DIE FURCHE: Herr Bayer, der Insolvenzverwalter der Signa Holding wagt erst in einigen Wochen eine Einschätzung abzugeben, ob der Plan hält, die mit fünf Milliarden Euro verschuldete Firma zu sanieren. Aufgrund ihrer Komplexität sei diese Insolvenz anders als übliche Sanierungsverfahren. Gehörte diese Kompliziertheit zum System Signa?
Kurt Bayer: Die Signa ist keine an der Börse notierte Gesellschaft, sondern eine privat geführte Kapitalgesellschaft, und dadurch fallen viele Kontrollmechanismen weg. Bei privaten Gesellschaften kann der Eigentümer machen, was er will.

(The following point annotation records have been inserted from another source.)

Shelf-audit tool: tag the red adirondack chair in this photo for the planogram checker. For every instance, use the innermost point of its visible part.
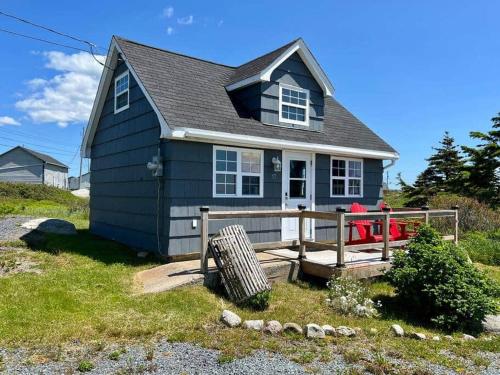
(398, 229)
(364, 228)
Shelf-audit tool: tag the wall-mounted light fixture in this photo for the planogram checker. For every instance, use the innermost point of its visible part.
(276, 164)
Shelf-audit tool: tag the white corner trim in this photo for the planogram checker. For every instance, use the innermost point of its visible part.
(222, 138)
(311, 63)
(100, 98)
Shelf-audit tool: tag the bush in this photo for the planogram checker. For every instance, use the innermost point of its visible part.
(348, 296)
(472, 215)
(436, 279)
(483, 247)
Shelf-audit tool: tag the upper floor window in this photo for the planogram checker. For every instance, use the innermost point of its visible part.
(238, 172)
(346, 177)
(121, 92)
(294, 105)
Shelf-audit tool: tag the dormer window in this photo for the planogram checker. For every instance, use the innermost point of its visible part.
(294, 105)
(121, 92)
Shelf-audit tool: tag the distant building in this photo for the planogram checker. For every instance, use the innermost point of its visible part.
(74, 185)
(21, 164)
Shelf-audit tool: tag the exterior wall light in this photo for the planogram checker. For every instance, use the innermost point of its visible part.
(276, 164)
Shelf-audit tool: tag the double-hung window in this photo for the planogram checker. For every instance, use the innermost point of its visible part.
(294, 105)
(346, 177)
(122, 92)
(238, 172)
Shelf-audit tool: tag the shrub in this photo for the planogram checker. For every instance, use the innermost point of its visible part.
(472, 215)
(436, 279)
(483, 247)
(350, 297)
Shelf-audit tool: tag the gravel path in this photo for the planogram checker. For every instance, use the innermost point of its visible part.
(10, 227)
(181, 358)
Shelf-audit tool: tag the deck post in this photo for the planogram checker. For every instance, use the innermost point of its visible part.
(385, 232)
(455, 237)
(426, 213)
(204, 239)
(340, 236)
(302, 232)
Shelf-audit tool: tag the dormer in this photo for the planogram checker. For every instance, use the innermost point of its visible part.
(285, 87)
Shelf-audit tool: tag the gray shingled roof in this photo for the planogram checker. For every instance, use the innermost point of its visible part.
(43, 157)
(190, 93)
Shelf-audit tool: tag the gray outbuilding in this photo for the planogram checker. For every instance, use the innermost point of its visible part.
(21, 164)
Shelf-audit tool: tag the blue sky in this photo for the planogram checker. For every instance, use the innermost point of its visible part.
(410, 70)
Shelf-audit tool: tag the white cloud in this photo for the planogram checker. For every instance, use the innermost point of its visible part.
(168, 12)
(6, 120)
(67, 97)
(186, 20)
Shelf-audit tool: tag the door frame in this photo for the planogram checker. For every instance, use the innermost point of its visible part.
(284, 155)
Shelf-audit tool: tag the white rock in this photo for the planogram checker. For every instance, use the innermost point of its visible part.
(418, 336)
(398, 330)
(273, 327)
(230, 319)
(329, 330)
(345, 331)
(468, 337)
(491, 324)
(256, 325)
(293, 328)
(314, 331)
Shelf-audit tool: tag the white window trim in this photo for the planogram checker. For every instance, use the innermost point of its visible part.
(281, 103)
(239, 173)
(346, 178)
(127, 90)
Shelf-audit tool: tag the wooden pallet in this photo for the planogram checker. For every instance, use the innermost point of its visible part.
(235, 258)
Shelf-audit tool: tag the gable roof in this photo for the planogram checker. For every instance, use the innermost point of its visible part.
(43, 157)
(190, 97)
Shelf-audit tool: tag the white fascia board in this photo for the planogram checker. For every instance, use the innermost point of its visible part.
(308, 59)
(104, 83)
(208, 136)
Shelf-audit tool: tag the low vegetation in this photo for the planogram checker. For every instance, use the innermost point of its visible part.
(436, 279)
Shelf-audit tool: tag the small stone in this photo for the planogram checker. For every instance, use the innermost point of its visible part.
(273, 327)
(345, 331)
(418, 336)
(468, 337)
(491, 323)
(230, 319)
(329, 330)
(398, 330)
(256, 325)
(292, 328)
(314, 331)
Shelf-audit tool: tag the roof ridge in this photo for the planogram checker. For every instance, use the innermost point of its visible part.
(270, 52)
(173, 52)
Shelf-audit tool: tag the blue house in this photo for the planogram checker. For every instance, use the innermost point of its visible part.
(169, 133)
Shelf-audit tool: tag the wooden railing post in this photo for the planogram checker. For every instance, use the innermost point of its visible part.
(302, 232)
(455, 239)
(426, 214)
(340, 236)
(386, 232)
(204, 239)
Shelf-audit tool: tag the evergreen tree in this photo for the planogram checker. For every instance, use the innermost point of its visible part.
(483, 165)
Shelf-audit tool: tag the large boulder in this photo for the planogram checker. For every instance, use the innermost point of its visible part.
(273, 327)
(491, 324)
(314, 331)
(230, 319)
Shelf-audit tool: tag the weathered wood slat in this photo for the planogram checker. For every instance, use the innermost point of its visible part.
(235, 258)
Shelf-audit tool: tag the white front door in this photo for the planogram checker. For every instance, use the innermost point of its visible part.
(297, 189)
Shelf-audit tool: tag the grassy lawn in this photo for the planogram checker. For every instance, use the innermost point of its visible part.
(85, 293)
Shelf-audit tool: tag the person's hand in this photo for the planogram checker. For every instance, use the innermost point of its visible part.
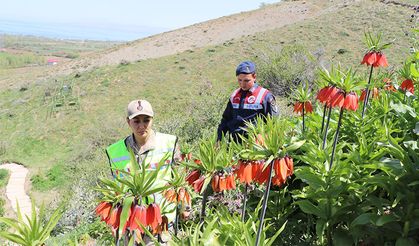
(184, 215)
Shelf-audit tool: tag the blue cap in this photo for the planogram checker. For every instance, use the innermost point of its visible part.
(246, 67)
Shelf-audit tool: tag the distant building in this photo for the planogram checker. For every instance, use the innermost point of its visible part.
(52, 61)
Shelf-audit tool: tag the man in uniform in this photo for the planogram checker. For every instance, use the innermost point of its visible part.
(148, 147)
(246, 103)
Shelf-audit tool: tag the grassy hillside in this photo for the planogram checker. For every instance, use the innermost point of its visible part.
(59, 125)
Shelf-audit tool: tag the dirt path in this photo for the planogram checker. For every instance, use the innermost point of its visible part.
(15, 189)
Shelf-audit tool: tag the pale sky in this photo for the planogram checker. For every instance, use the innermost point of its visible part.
(152, 13)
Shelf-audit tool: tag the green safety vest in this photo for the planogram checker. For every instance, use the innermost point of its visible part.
(119, 157)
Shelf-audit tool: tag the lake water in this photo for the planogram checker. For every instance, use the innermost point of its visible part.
(78, 31)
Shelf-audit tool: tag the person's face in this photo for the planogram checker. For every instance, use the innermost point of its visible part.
(141, 125)
(246, 81)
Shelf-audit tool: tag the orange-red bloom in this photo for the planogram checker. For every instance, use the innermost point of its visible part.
(215, 183)
(326, 93)
(263, 174)
(193, 176)
(281, 171)
(115, 217)
(231, 183)
(374, 92)
(138, 217)
(338, 99)
(298, 107)
(186, 156)
(351, 101)
(103, 210)
(407, 85)
(153, 216)
(244, 173)
(308, 108)
(375, 59)
(381, 60)
(197, 184)
(290, 165)
(223, 182)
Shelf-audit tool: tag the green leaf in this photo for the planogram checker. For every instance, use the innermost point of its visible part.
(306, 175)
(416, 130)
(14, 238)
(405, 242)
(295, 146)
(271, 240)
(384, 219)
(341, 237)
(413, 70)
(363, 219)
(320, 227)
(126, 207)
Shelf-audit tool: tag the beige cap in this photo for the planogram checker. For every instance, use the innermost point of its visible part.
(139, 107)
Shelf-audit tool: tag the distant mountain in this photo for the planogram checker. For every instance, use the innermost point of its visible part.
(104, 32)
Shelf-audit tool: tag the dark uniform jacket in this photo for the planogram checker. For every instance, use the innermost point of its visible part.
(245, 106)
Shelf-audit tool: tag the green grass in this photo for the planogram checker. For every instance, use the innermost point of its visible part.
(4, 177)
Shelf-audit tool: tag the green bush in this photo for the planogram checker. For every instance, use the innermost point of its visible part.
(282, 70)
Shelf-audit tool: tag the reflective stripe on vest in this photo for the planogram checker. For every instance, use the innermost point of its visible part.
(119, 155)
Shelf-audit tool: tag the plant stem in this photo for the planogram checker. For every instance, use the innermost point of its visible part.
(244, 201)
(265, 201)
(336, 138)
(117, 237)
(367, 93)
(176, 219)
(324, 115)
(204, 203)
(303, 118)
(327, 126)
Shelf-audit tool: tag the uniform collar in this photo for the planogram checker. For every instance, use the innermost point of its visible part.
(149, 145)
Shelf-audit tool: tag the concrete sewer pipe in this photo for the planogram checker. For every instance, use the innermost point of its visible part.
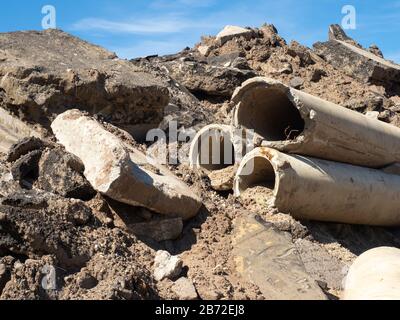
(295, 122)
(213, 151)
(314, 189)
(375, 275)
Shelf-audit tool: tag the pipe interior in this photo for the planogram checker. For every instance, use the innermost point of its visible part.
(271, 114)
(216, 150)
(257, 172)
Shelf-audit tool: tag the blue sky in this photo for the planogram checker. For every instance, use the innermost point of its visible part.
(139, 28)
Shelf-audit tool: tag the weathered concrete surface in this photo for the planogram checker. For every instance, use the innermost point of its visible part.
(231, 32)
(42, 74)
(121, 174)
(166, 266)
(269, 259)
(61, 173)
(11, 130)
(375, 275)
(345, 54)
(293, 121)
(213, 152)
(314, 189)
(158, 229)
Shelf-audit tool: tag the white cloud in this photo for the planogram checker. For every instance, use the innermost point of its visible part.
(394, 56)
(181, 4)
(133, 27)
(172, 23)
(149, 47)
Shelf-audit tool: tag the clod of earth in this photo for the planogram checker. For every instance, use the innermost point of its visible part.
(60, 70)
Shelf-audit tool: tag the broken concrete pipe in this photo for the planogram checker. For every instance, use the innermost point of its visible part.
(314, 189)
(127, 176)
(213, 152)
(12, 130)
(375, 275)
(292, 121)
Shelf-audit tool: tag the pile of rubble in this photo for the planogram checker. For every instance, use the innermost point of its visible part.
(85, 213)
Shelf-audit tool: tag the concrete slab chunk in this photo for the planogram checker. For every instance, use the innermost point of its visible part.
(125, 176)
(268, 258)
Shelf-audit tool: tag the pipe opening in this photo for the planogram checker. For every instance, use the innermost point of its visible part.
(216, 150)
(271, 114)
(258, 171)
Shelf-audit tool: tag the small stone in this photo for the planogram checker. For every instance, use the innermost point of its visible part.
(317, 75)
(158, 229)
(23, 147)
(204, 50)
(296, 83)
(166, 266)
(231, 32)
(3, 216)
(286, 69)
(4, 276)
(184, 289)
(372, 114)
(87, 281)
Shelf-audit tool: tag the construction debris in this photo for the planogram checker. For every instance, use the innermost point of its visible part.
(314, 189)
(12, 130)
(59, 71)
(374, 275)
(184, 289)
(293, 121)
(355, 61)
(115, 171)
(166, 266)
(230, 32)
(214, 151)
(269, 259)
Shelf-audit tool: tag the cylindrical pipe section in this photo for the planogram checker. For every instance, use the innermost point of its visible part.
(295, 122)
(314, 189)
(375, 275)
(213, 151)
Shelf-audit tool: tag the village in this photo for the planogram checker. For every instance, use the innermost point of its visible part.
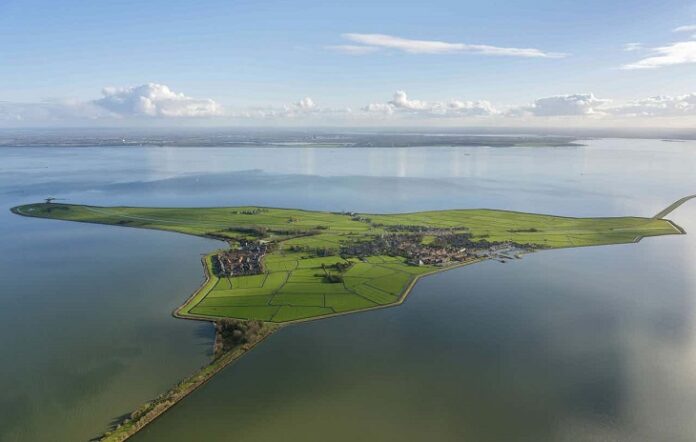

DIE FURCHE: Als Laie im Wirtschaftsrecht fragt man sich trotzdem: Ist das bei einem Unternehmen dieser Größenordnung „normal“?
Bayer:
Das „normale Geschäftsmodell“ wäre, dass die Signa über eine hierarchisch gegliederte Holdinggesellschaft mit ein paar Untergesellschaften an der Börse notiert ist. Eine Struktur, wie sie die Signa jetzt hat, würde die Börse nicht akzeptieren.

DIE FURCHE: Warum?
Bayer:
Weil zu viele nicht kontrollierbare Finanzflüsse zwischen den einzelnen Untergesellschaften stattfinden könnten. Ich habe fünf Jahre in London bei der Europäischen Bank für Wiederaufbau und Entwicklung (EBRD) gearbeitet. Da war es unser täglich Brot, von den osteuropäischen Firmen, in die die EBRD investierte, klare und eindeutige Strukturen zu verlangen. Eine öffentliche Bank wie die EBRD oder die Weltbank hätte in ein intransparentes Unternehmen wie die Signa nie investieren dürfen.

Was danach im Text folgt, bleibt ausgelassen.